Her mind began to formulate some witty response, berating him for his naivety and lack of knowledge of her home country. She started to build a list of landmarks that she could rattle off and describe to him that would put his own home country to shame.

Cologne Cathedral, that towering structure that dwarfed an entire city came to mind, but she had never been there. There was nothing she could tell him that ink-stained paper wouldn't. The girl had never had a chance to stare up at those massive spires nor had she ever witnessed the beauty of the spectacular stained-glass windows firsthand.

She couldn't tell him of any imposing architecture in the major cities that she had seen with her own two eyes. All she knew of them were from pages and photos.

The Reichstag?

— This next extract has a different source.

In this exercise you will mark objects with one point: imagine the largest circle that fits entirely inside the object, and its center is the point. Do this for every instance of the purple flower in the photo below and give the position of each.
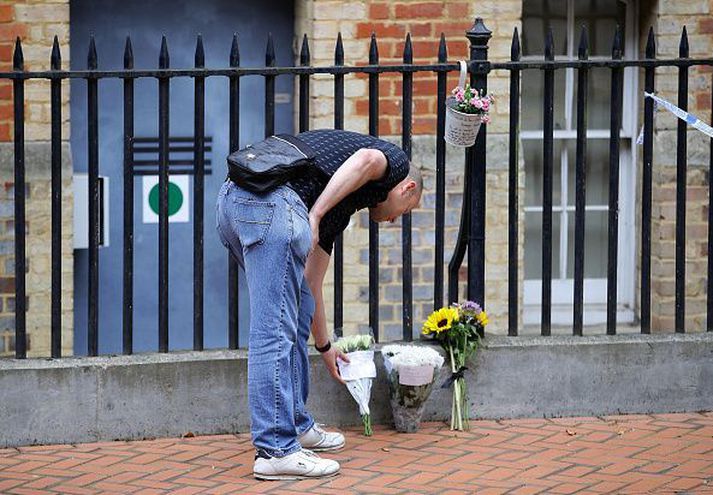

A picture in her textbooks.

Brandenburg Gate? A grainy black and white movie shown to them.

The best she could do was a graffiti-covered concrete chunk that had been brought to them as children, a remitment of a scar that had cut their capital in two.

The Alps in the south came to mind, but she had never seen those either. Once again, pictures and films had allowed her to envision hiking those mountains, feeling the sting of frigid air on her face, and finally look down over the seemingly inconsequential world as a giant, but she had never lived that. The closest she had come was her artic training at NERV, but even that had been simulated.

What could she describe to him that she had seen?

The rowdy classrooms she had detested as a child? The cradle that had held Unit-02 while it was being built? The bustle of heavy lifting equipment on a military base? No, those weren't special enough.

The metallic winding halls of NERV's German branch came to mind, but that was all underground and here NERV's Headquarters was ten times the size. It was nothing the boy hadn't seen before.

The simulators where she had fought battle after battle, training to fight with her Evangelion one day? Once again, he had that too, not nearly as many hours as her, but it was nothing exotic.

Had she actually graduated in person for college she might have been able to tell him about campus life, but just like her high school, it had all been remote. She had never set foot in a college classroom, nor the campus itself. That would have only wasted time, time that was better spent training to become the best pilot she could be.

Home? What little time she had spent there recently didn't exactly scream of excitement and beauty. Her father had been gone on a business trip and she had no desire to spend time with her stepmother. She spent no time outside since there was nothing to see and had either been studying inside or playing video games alone.

What could she tell him?

"It's nicer than here! That's for sure!" She boasted while quickening her stride. Their sync test was today and she would make sure both of her fellow pilots know who was the elite among them.

What did it matter? He didn't need to know about where she came from, if he wanted to learn he could find some books. She didn't need to share anything with him, it was better that way.